I’m often called in when EPiServer sites have problems under load in live production settings. Problems that can’t be reproduced in the development or staging environments. Problems that are not resolved despite upgrading the server memory, running web farms, installing more CPUs or implementing more caching.
Some of the problems concern unchecked memory consumption with forced recycles as a result. Others concerns hangs and crashes, but this post is about high memory situations.
A small-to-medium site should run perfectly fine in 300 – 500Mb, a very large one should do well in 1Gb. I’ve yet to see a site that really requires significantly more than 1Gb.
This has become even a larger issue with the advent of 64-bit Windows and .NET – now servers often have 16Gb or more memory, and few consider why a single EPiServer site with perhaps 100,000 pages would need that much memory.
Do the math! Let’s say the site uses 10Gb of memory, and let’s say your site has 100,000 pages whereof 10,000 is the ‘working set’, i.e. frequently requested directly or indirectly. That means the site is using 1Mb / page! Even with both internal and output caching that’s simply not reasonable except in a few very special cases.

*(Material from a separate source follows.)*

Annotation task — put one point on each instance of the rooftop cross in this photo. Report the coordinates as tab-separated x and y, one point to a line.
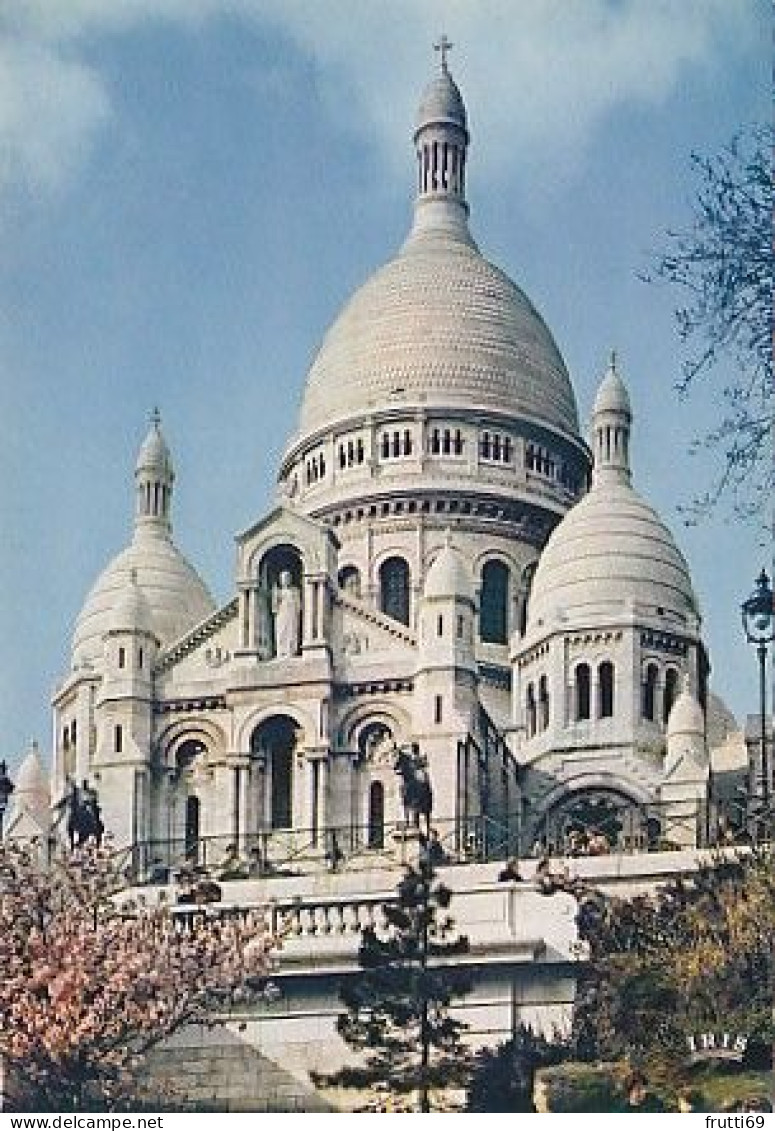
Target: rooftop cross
442	46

There are many possible reasons for excessive memory usage, but they are not true memory leaks. It’s just a question of your code holding references to more instances of objects than you may be aware of. Some reasons include attaching instance event handlers to static events, excessive string duplication (do consider using String.Intern() for commonly used strings such as URLs and parts thereof), page instance methods adding data to static collections and unawareness of implications of keeping references around to system objects (they are larger than you may realize). Generally speaking, almost all memory problems come from adding object references to static collections either in per URL code or even worse, per request code.
If you do have a site with more than 500 – 700Mb of memory usage, and you don’t really know why, check it! When I say that you should know why, I mean that you should have measured the memory and know what it’s used for – not just assume for example that a caching scheme is responsible.